Vous avez été témoin de son mariage avec Brigitte  Trogneux, qui est de plus en plus visible auprès de lui …

Elle est très importante. Elle a orienté ses lectures, joué un rôle dans ses cercles d’amis, veillé à ce qu’il ne se disperse pas. Il a eu la chance, étant très jeune, d’être en vie commune. Il n’a pas, au contraire de la majorité des gens brillants de son âge, multiplié les copines. Cela a joué un rôle important dans son travail! ll n’a pas été sollicité, ou du moins, il a refusé.

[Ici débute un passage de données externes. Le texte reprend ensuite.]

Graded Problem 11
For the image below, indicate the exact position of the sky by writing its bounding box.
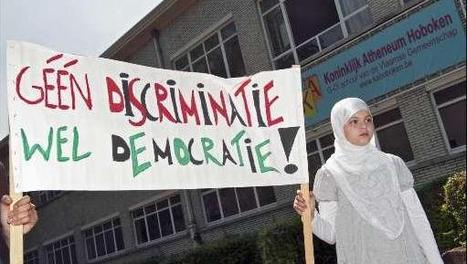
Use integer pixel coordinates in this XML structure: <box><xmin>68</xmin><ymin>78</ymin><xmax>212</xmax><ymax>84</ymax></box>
<box><xmin>0</xmin><ymin>0</ymin><xmax>162</xmax><ymax>140</ymax></box>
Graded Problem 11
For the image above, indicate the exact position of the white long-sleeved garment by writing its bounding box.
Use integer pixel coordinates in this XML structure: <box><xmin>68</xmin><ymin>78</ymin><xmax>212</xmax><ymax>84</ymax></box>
<box><xmin>312</xmin><ymin>193</ymin><xmax>443</xmax><ymax>264</ymax></box>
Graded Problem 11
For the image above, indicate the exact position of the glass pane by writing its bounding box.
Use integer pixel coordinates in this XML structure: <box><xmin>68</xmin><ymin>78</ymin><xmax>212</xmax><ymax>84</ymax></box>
<box><xmin>144</xmin><ymin>204</ymin><xmax>156</xmax><ymax>215</ymax></box>
<box><xmin>319</xmin><ymin>134</ymin><xmax>334</xmax><ymax>148</ymax></box>
<box><xmin>86</xmin><ymin>238</ymin><xmax>96</xmax><ymax>259</ymax></box>
<box><xmin>433</xmin><ymin>82</ymin><xmax>466</xmax><ymax>105</ymax></box>
<box><xmin>339</xmin><ymin>0</ymin><xmax>367</xmax><ymax>16</ymax></box>
<box><xmin>221</xmin><ymin>22</ymin><xmax>237</xmax><ymax>40</ymax></box>
<box><xmin>208</xmin><ymin>48</ymin><xmax>227</xmax><ymax>78</ymax></box>
<box><xmin>323</xmin><ymin>147</ymin><xmax>334</xmax><ymax>161</ymax></box>
<box><xmin>172</xmin><ymin>205</ymin><xmax>185</xmax><ymax>232</ymax></box>
<box><xmin>306</xmin><ymin>140</ymin><xmax>318</xmax><ymax>154</ymax></box>
<box><xmin>170</xmin><ymin>195</ymin><xmax>180</xmax><ymax>205</ymax></box>
<box><xmin>345</xmin><ymin>8</ymin><xmax>373</xmax><ymax>34</ymax></box>
<box><xmin>132</xmin><ymin>208</ymin><xmax>144</xmax><ymax>218</ymax></box>
<box><xmin>237</xmin><ymin>187</ymin><xmax>258</xmax><ymax>212</ymax></box>
<box><xmin>318</xmin><ymin>24</ymin><xmax>344</xmax><ymax>49</ymax></box>
<box><xmin>224</xmin><ymin>36</ymin><xmax>245</xmax><ymax>77</ymax></box>
<box><xmin>204</xmin><ymin>33</ymin><xmax>219</xmax><ymax>52</ymax></box>
<box><xmin>135</xmin><ymin>218</ymin><xmax>148</xmax><ymax>244</ymax></box>
<box><xmin>147</xmin><ymin>214</ymin><xmax>161</xmax><ymax>240</ymax></box>
<box><xmin>297</xmin><ymin>39</ymin><xmax>319</xmax><ymax>62</ymax></box>
<box><xmin>159</xmin><ymin>209</ymin><xmax>174</xmax><ymax>236</ymax></box>
<box><xmin>104</xmin><ymin>230</ymin><xmax>115</xmax><ymax>254</ymax></box>
<box><xmin>373</xmin><ymin>108</ymin><xmax>402</xmax><ymax>128</ymax></box>
<box><xmin>219</xmin><ymin>188</ymin><xmax>238</xmax><ymax>217</ymax></box>
<box><xmin>190</xmin><ymin>44</ymin><xmax>204</xmax><ymax>61</ymax></box>
<box><xmin>264</xmin><ymin>7</ymin><xmax>290</xmax><ymax>57</ymax></box>
<box><xmin>308</xmin><ymin>153</ymin><xmax>321</xmax><ymax>182</ymax></box>
<box><xmin>439</xmin><ymin>100</ymin><xmax>466</xmax><ymax>148</ymax></box>
<box><xmin>256</xmin><ymin>186</ymin><xmax>276</xmax><ymax>206</ymax></box>
<box><xmin>193</xmin><ymin>57</ymin><xmax>208</xmax><ymax>73</ymax></box>
<box><xmin>377</xmin><ymin>123</ymin><xmax>413</xmax><ymax>161</ymax></box>
<box><xmin>259</xmin><ymin>0</ymin><xmax>279</xmax><ymax>13</ymax></box>
<box><xmin>203</xmin><ymin>192</ymin><xmax>221</xmax><ymax>222</ymax></box>
<box><xmin>115</xmin><ymin>227</ymin><xmax>125</xmax><ymax>250</ymax></box>
<box><xmin>104</xmin><ymin>221</ymin><xmax>112</xmax><ymax>230</ymax></box>
<box><xmin>175</xmin><ymin>55</ymin><xmax>188</xmax><ymax>70</ymax></box>
<box><xmin>285</xmin><ymin>0</ymin><xmax>339</xmax><ymax>45</ymax></box>
<box><xmin>96</xmin><ymin>234</ymin><xmax>105</xmax><ymax>257</ymax></box>
<box><xmin>274</xmin><ymin>52</ymin><xmax>295</xmax><ymax>70</ymax></box>
<box><xmin>157</xmin><ymin>200</ymin><xmax>169</xmax><ymax>210</ymax></box>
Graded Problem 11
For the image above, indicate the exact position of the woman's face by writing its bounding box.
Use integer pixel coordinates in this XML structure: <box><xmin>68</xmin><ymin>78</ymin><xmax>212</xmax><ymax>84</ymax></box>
<box><xmin>344</xmin><ymin>110</ymin><xmax>375</xmax><ymax>146</ymax></box>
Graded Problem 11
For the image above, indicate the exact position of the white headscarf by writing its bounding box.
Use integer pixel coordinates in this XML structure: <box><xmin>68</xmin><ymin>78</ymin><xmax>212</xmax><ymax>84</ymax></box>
<box><xmin>324</xmin><ymin>98</ymin><xmax>404</xmax><ymax>239</ymax></box>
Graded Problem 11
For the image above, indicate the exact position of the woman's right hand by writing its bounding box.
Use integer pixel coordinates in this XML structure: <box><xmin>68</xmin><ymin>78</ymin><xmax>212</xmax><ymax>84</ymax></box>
<box><xmin>293</xmin><ymin>190</ymin><xmax>314</xmax><ymax>215</ymax></box>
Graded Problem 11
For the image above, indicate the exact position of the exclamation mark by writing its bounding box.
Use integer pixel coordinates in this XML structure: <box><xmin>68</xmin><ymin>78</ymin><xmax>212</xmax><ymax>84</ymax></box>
<box><xmin>278</xmin><ymin>127</ymin><xmax>300</xmax><ymax>174</ymax></box>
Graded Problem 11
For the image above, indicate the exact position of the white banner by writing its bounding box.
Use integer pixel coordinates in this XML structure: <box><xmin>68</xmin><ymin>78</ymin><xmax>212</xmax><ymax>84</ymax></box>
<box><xmin>7</xmin><ymin>41</ymin><xmax>308</xmax><ymax>192</ymax></box>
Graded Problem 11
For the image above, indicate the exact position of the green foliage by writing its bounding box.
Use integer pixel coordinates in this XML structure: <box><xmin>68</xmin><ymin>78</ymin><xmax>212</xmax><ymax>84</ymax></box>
<box><xmin>147</xmin><ymin>235</ymin><xmax>261</xmax><ymax>264</ymax></box>
<box><xmin>258</xmin><ymin>217</ymin><xmax>336</xmax><ymax>264</ymax></box>
<box><xmin>443</xmin><ymin>171</ymin><xmax>466</xmax><ymax>247</ymax></box>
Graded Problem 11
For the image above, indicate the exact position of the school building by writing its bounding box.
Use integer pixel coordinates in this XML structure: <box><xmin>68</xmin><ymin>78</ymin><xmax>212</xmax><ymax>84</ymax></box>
<box><xmin>0</xmin><ymin>0</ymin><xmax>466</xmax><ymax>264</ymax></box>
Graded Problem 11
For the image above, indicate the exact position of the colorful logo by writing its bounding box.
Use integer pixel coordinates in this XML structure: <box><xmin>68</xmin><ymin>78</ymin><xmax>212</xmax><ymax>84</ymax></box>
<box><xmin>303</xmin><ymin>75</ymin><xmax>322</xmax><ymax>117</ymax></box>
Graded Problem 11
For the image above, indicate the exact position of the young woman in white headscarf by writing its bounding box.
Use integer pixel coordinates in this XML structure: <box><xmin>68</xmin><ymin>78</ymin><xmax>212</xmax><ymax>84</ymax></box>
<box><xmin>294</xmin><ymin>98</ymin><xmax>443</xmax><ymax>264</ymax></box>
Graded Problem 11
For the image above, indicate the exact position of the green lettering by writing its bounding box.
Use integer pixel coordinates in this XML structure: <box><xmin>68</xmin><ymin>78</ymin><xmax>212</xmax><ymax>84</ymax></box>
<box><xmin>21</xmin><ymin>127</ymin><xmax>53</xmax><ymax>161</ymax></box>
<box><xmin>130</xmin><ymin>132</ymin><xmax>151</xmax><ymax>177</ymax></box>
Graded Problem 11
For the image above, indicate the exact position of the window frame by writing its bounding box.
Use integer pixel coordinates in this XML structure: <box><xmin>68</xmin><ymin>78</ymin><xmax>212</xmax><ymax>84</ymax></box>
<box><xmin>43</xmin><ymin>231</ymin><xmax>79</xmax><ymax>264</ymax></box>
<box><xmin>429</xmin><ymin>80</ymin><xmax>467</xmax><ymax>154</ymax></box>
<box><xmin>170</xmin><ymin>20</ymin><xmax>246</xmax><ymax>78</ymax></box>
<box><xmin>129</xmin><ymin>191</ymin><xmax>188</xmax><ymax>248</ymax></box>
<box><xmin>256</xmin><ymin>0</ymin><xmax>372</xmax><ymax>69</ymax></box>
<box><xmin>81</xmin><ymin>213</ymin><xmax>127</xmax><ymax>263</ymax></box>
<box><xmin>199</xmin><ymin>186</ymin><xmax>277</xmax><ymax>226</ymax></box>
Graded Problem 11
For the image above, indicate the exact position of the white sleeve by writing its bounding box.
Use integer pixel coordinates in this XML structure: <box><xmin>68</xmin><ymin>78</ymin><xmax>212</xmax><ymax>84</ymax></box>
<box><xmin>312</xmin><ymin>201</ymin><xmax>337</xmax><ymax>244</ymax></box>
<box><xmin>402</xmin><ymin>188</ymin><xmax>443</xmax><ymax>264</ymax></box>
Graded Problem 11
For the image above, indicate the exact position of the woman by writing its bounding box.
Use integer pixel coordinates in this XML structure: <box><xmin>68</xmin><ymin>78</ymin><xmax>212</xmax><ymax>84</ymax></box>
<box><xmin>0</xmin><ymin>162</ymin><xmax>38</xmax><ymax>264</ymax></box>
<box><xmin>294</xmin><ymin>98</ymin><xmax>443</xmax><ymax>264</ymax></box>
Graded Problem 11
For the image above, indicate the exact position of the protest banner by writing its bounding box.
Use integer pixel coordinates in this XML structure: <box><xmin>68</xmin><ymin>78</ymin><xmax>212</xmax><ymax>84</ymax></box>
<box><xmin>7</xmin><ymin>41</ymin><xmax>311</xmax><ymax>262</ymax></box>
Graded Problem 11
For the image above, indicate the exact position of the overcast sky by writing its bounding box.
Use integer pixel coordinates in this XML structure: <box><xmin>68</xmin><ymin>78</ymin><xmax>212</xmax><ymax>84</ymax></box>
<box><xmin>0</xmin><ymin>0</ymin><xmax>162</xmax><ymax>140</ymax></box>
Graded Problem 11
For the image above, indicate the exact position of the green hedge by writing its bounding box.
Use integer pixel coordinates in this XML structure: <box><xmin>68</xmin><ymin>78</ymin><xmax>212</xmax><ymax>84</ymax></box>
<box><xmin>146</xmin><ymin>235</ymin><xmax>262</xmax><ymax>264</ymax></box>
<box><xmin>258</xmin><ymin>217</ymin><xmax>337</xmax><ymax>264</ymax></box>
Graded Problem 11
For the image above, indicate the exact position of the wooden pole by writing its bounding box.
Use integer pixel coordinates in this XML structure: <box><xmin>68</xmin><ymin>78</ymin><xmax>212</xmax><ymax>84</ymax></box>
<box><xmin>8</xmin><ymin>139</ymin><xmax>23</xmax><ymax>264</ymax></box>
<box><xmin>300</xmin><ymin>183</ymin><xmax>315</xmax><ymax>264</ymax></box>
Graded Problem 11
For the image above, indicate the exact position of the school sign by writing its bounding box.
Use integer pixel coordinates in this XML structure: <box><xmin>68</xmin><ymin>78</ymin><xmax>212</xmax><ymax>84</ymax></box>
<box><xmin>302</xmin><ymin>0</ymin><xmax>466</xmax><ymax>127</ymax></box>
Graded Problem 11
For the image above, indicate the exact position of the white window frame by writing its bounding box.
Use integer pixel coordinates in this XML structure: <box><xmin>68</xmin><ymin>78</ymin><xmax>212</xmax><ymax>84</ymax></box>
<box><xmin>200</xmin><ymin>186</ymin><xmax>277</xmax><ymax>226</ymax></box>
<box><xmin>256</xmin><ymin>0</ymin><xmax>372</xmax><ymax>69</ymax></box>
<box><xmin>81</xmin><ymin>213</ymin><xmax>126</xmax><ymax>263</ymax></box>
<box><xmin>43</xmin><ymin>231</ymin><xmax>79</xmax><ymax>264</ymax></box>
<box><xmin>130</xmin><ymin>192</ymin><xmax>188</xmax><ymax>247</ymax></box>
<box><xmin>171</xmin><ymin>19</ymin><xmax>246</xmax><ymax>78</ymax></box>
<box><xmin>430</xmin><ymin>81</ymin><xmax>466</xmax><ymax>154</ymax></box>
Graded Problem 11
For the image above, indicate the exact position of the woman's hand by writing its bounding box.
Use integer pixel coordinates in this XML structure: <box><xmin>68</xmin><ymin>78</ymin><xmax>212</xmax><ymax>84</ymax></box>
<box><xmin>293</xmin><ymin>190</ymin><xmax>315</xmax><ymax>215</ymax></box>
<box><xmin>0</xmin><ymin>195</ymin><xmax>38</xmax><ymax>243</ymax></box>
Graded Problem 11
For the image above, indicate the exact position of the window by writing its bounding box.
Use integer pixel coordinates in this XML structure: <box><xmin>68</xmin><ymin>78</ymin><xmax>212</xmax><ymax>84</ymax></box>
<box><xmin>306</xmin><ymin>133</ymin><xmax>334</xmax><ymax>179</ymax></box>
<box><xmin>45</xmin><ymin>236</ymin><xmax>78</xmax><ymax>264</ymax></box>
<box><xmin>24</xmin><ymin>249</ymin><xmax>39</xmax><ymax>264</ymax></box>
<box><xmin>201</xmin><ymin>186</ymin><xmax>276</xmax><ymax>222</ymax></box>
<box><xmin>259</xmin><ymin>0</ymin><xmax>373</xmax><ymax>69</ymax></box>
<box><xmin>38</xmin><ymin>191</ymin><xmax>63</xmax><ymax>205</ymax></box>
<box><xmin>373</xmin><ymin>108</ymin><xmax>414</xmax><ymax>162</ymax></box>
<box><xmin>433</xmin><ymin>81</ymin><xmax>466</xmax><ymax>153</ymax></box>
<box><xmin>173</xmin><ymin>22</ymin><xmax>245</xmax><ymax>78</ymax></box>
<box><xmin>132</xmin><ymin>194</ymin><xmax>186</xmax><ymax>244</ymax></box>
<box><xmin>83</xmin><ymin>217</ymin><xmax>125</xmax><ymax>260</ymax></box>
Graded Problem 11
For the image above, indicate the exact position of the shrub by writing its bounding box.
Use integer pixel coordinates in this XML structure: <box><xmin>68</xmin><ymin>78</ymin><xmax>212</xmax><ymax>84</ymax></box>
<box><xmin>443</xmin><ymin>171</ymin><xmax>466</xmax><ymax>247</ymax></box>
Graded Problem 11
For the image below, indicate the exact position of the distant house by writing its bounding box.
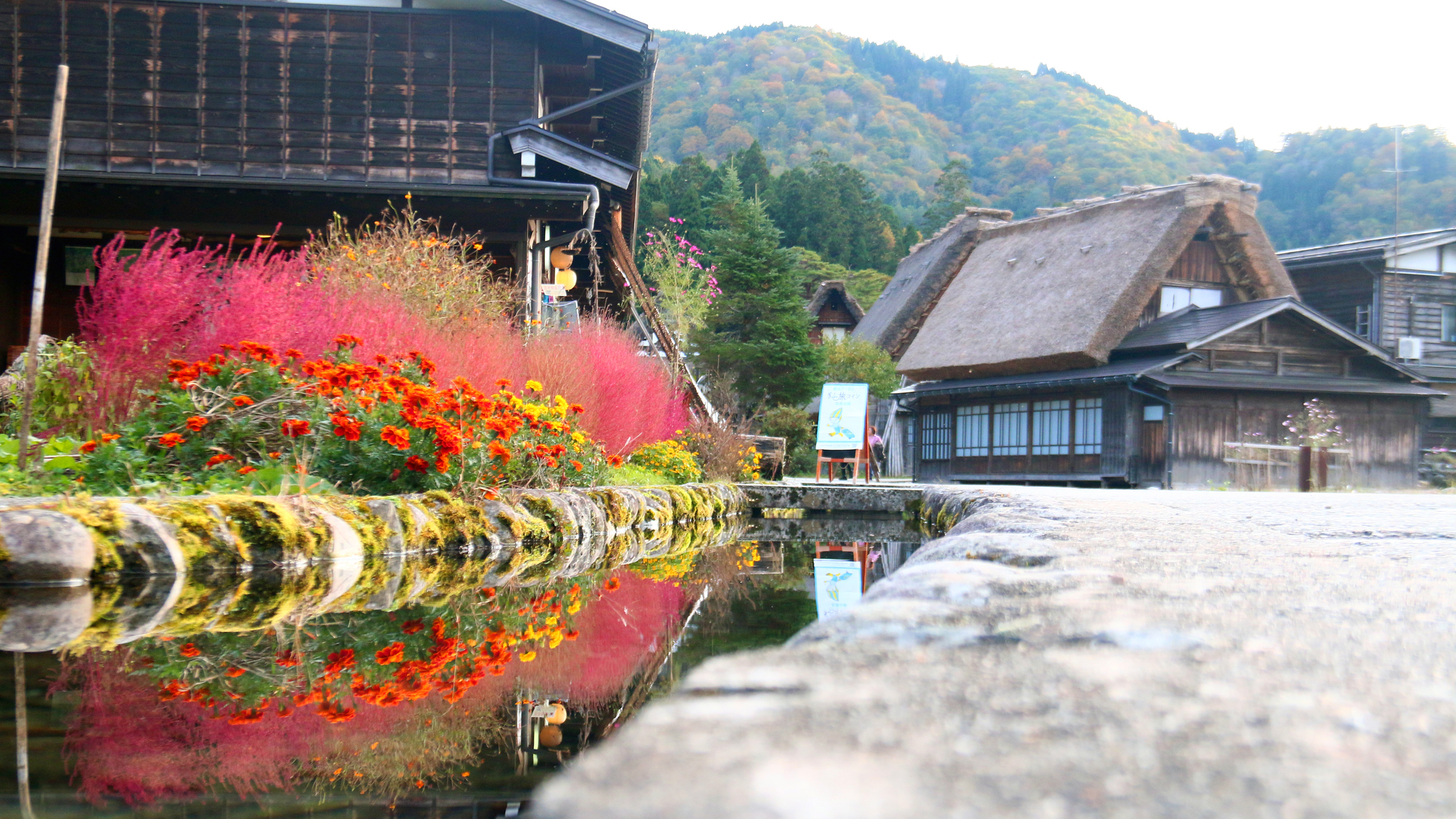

Une partie de la gauche exècre Emmanuel Macron. A-t-il commis des erreurs politiques ?

Cette gauche est ringarde. Il a cependant fait des choses que je n’ai pas appréciées. Il a fait apparaître Chevènement comme parrain, alors qu’il était le pire ennemi de Rocard ! Emmanuel est trop jeune pour avoir connu ces périodes, il a besoin d’être recadré sur des connaissances historiques. Les couvertures de Paris Match, c’était une erreur, et je lui ai dit. C’est people, c’est médiocre, notamment la photo avec le nudiste. Même chose pour le Puy -du-Fou. ll n’avait pas besoin de s’afficher avec Villiers. Ce désir qu’il a de serrer toutes les mains, même des personnes qui ne sont pas d’accord avec lui, est regrettable. Il perd parfois son temps, c’est un peu ridicule. Avec sa femme, on lui demande d’arrêter. On veut freiner ses tentatives de trop convaincre.

En 2012, vous aviez pourtant voté pour François Hollande …

J’ai été un des premiers à soutenir financièrement Hollande dans la compétition. Son comportement m’a déçu. li a seulement oeuvré à construire une majorité qui ne fonctionnait pas avec des écolos et des gauchistes. Je l’ai vu avant l’été pendant deux heures. Je dois le choquer. Mon soutien inconditionnel à Emmanuel ne doit pas lui faire un grand plaisir.